Underground gas injection and storage is principally used to meet variations in demand and supply of natural gas and for geosequestration. Reservoir engineering analysis of underground gas flow requires accurate modelling of the reservoir pores and their displacement mechanism. Modelling of multimodal pores like carbonates is quite challenging because of the difficulty in defining how two or more pore types interface. Parallel or serial communication between reservoir pores are the commonly used configurations in reservoir models. However, the factors controlling the communication pattern are not well understood and are rarely documented in the literature. Hence, the determination of the drainage pattern and the contribution from each pore type in a multimodal pore rock in the total flow process is done with some level of uncertainty. Capillary pressure (Pc) and electrical resistivity index (RI) curves can only indicate serial pore arrangement, but the combination of both also exists in some rocks.

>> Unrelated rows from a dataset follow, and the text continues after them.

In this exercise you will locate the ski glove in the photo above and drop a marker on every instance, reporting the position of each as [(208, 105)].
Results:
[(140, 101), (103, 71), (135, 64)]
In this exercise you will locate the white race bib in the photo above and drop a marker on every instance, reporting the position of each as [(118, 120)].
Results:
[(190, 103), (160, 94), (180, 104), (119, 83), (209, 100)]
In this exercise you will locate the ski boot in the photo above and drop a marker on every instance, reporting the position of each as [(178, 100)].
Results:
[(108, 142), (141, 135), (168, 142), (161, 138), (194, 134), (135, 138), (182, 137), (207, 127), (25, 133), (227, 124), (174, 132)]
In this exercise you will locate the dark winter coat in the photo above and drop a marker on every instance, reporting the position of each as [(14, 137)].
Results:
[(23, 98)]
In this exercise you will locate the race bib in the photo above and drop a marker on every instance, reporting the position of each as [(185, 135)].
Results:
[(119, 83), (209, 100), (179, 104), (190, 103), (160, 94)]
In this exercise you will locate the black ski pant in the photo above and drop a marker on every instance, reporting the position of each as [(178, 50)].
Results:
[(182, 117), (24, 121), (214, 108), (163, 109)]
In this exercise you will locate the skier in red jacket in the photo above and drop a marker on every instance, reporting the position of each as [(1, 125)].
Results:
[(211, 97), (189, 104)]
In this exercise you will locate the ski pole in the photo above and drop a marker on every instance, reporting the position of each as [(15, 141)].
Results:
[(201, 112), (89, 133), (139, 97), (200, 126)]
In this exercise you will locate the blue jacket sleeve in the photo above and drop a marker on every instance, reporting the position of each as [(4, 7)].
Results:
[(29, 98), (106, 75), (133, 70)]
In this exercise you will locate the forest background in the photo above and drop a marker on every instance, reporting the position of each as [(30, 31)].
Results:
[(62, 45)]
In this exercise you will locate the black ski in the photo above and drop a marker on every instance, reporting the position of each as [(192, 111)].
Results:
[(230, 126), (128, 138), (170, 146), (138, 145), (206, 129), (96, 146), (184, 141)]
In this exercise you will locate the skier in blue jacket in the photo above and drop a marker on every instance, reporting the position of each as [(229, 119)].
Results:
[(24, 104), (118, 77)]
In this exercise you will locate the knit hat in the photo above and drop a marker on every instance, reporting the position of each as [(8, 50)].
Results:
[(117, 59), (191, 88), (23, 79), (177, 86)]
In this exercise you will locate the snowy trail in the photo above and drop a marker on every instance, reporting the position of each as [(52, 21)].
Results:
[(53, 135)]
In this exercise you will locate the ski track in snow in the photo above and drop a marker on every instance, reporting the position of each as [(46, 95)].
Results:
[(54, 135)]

In this study, we employed a combination of nuclear magnetic resonance (NMR) relaxation measurements with Pc and RI methods to investigate how two pore types communicate during gas injection and the factors controlling their drainage pattern. Nitrogen was used as the gas phase to displace brine from different rock types covering limestones, dolostones, and sandstones. In another set of experiments, surfactant was added to the brine to ensure drainage of the micropores. We then developed an analytical workflow used to probe the drainage pattern and the contribution of the pore types. We quantitatively delineated the contributions of the macropores and micropores in the Pc and RI measurements and the intercommunication between them for the entire drainage process. The results showed that for a bimodal rock system, macropores and micropores are drained either in series, in parallel, or both depending on the rock structure. We found that the pore communication and drainage pattern correlate with the ratio of the macro and micro pores, the rock permeability, and log mean of the T2 relaxation of the rock. We also found that the drainage pattern controls the irreducible water saturation attained in each rock type.